Mais en vieillissant, le doute s’était emparé de lui. Il avait peu à peu mesuré l’arrogance de cette foi : comment imaginer qu’il puisse exister un être supérieur qui avait créé le monde et les hommes à son image ? N’était-ce pas plutôt l’inverse ? Tout cela n’était-il pas le fruit d’un orgueil monumental, comme seul l’homme, parmi toutes les créatures de la Terre, en était capable ? Car si, dans la nature, il est un être faible et fragile, c’est bien lui ! Il fut vite convaincu que tout cela n’était que folie… une folie humaine de laquelle il voulait s’évader pour retourner aux origines de celui qu’il était et que, finalement, il avait toujours été. Il n’était plus un enfant, désormais et il ne laisserait personne lui voler son identité une deuxième fois.
Il s’assit dans ce qui lui sembla être le centre du cercle des pierres et, incapable d’allumer un brasier digne de ce nom, il se contenta de quelques flammèches tirées de petites brindilles. Son regard se perdit dans les lueurs orangées tandis que dans sa tête, résonnaient les chants de joie et d’espoir qui avaient bercé son enfance.
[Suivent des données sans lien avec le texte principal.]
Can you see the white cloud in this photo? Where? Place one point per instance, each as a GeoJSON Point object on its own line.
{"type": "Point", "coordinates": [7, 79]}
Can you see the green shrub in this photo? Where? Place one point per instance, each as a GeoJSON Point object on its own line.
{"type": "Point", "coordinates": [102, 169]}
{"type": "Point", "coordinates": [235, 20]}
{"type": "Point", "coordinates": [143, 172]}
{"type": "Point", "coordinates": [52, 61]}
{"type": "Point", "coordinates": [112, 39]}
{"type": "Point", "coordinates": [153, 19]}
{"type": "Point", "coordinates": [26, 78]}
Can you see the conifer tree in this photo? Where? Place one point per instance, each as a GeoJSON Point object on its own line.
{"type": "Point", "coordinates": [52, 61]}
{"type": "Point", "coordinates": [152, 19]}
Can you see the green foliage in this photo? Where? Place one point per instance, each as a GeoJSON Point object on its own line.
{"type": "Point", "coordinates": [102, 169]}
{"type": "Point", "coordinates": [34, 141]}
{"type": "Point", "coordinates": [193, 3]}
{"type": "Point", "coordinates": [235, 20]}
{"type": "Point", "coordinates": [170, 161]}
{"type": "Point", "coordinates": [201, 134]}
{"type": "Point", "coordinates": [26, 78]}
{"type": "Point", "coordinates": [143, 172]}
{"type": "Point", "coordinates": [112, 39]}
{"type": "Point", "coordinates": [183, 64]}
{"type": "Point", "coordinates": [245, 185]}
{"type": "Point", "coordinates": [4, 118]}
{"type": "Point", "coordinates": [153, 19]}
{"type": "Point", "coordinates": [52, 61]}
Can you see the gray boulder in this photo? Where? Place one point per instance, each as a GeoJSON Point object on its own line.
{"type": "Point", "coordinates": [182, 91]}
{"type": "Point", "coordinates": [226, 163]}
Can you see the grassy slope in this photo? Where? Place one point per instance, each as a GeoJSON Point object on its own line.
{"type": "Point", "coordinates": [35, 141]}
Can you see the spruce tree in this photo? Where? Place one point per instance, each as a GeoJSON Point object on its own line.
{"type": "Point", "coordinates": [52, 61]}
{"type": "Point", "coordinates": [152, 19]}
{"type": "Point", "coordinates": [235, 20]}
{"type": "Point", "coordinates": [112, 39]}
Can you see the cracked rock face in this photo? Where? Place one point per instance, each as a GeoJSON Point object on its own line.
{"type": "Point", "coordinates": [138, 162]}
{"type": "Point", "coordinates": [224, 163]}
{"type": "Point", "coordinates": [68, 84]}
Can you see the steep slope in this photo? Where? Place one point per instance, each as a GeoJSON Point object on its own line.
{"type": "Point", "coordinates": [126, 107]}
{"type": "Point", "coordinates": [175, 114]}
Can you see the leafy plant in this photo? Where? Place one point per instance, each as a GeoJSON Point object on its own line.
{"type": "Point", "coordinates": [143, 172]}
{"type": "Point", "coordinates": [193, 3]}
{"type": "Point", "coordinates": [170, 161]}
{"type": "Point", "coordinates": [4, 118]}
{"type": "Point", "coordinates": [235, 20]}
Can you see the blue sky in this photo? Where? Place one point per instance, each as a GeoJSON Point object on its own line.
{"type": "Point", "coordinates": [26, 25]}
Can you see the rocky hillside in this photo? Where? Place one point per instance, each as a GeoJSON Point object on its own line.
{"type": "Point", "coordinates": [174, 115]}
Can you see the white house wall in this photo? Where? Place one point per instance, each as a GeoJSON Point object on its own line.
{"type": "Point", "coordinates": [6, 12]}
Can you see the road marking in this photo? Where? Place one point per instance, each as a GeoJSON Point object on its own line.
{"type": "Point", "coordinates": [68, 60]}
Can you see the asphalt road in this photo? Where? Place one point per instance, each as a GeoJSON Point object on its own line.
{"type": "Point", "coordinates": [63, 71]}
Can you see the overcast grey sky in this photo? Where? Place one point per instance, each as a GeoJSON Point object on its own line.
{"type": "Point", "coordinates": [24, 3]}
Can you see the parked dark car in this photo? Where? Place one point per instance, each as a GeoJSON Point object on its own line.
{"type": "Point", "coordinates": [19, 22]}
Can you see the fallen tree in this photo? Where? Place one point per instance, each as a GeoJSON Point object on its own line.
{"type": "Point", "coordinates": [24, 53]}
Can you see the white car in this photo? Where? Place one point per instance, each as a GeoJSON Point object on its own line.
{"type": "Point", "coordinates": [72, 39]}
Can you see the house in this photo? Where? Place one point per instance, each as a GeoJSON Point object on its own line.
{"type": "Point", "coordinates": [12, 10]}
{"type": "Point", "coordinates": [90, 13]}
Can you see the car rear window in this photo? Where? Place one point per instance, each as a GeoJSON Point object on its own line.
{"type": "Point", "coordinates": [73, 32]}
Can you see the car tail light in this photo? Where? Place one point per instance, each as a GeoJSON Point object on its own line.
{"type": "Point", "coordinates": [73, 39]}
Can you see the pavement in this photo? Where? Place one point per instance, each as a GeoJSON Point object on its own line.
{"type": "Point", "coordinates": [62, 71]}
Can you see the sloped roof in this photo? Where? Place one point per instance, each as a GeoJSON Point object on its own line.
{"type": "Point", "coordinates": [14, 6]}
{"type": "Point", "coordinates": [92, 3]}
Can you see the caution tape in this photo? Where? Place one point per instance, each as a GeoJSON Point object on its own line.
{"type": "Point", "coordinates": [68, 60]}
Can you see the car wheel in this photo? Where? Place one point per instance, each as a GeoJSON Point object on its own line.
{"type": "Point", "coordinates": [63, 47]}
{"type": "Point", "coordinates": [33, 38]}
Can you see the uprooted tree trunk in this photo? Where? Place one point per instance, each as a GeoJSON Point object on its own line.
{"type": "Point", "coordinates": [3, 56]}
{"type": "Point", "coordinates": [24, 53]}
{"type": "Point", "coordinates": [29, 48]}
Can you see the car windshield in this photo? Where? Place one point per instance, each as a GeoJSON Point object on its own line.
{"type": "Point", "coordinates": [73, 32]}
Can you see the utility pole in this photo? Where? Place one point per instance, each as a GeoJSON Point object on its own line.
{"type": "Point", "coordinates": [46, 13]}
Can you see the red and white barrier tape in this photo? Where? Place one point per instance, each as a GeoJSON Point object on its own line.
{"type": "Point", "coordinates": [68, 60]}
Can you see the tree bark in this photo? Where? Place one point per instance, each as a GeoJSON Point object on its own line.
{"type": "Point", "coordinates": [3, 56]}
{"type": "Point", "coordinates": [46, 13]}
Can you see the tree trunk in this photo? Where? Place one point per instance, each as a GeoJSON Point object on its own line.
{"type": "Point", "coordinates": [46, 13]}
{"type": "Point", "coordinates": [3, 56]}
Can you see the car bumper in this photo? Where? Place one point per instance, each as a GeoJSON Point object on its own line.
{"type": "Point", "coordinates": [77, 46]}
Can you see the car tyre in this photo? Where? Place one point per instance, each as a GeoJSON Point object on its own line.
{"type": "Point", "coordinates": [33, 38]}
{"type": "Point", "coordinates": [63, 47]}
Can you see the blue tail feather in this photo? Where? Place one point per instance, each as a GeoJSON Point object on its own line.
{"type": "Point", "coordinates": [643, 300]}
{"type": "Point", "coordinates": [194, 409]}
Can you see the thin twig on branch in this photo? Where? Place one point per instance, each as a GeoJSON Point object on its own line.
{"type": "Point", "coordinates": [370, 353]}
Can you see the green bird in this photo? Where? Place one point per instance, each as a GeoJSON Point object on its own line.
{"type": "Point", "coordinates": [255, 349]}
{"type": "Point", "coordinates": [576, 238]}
Il revoyait les gestes sacrés, venus d’une mémoire millénaire ; les visages de ceux qui aujourd’hui, avaient disparu depuis longtemps.
Bientôt ce serait son tour. Et il ne voulait pas, il ne pouvait pas accepter l’idée d’être enseveli dans la terre. Cette simple idée lui provoquait la sensation d’étouffer. Il ne voulait pas plus de ces psalmodies plaintives. Seulement le silence et, en guise de cantique, le chant des oiseaux.
Quand le soleil se leva, pour cette nuit la plus courte de l’année, son feu s’était éteint. Il reposait, allongé sur le dos, le regard tourné vers le levant. Il souriait.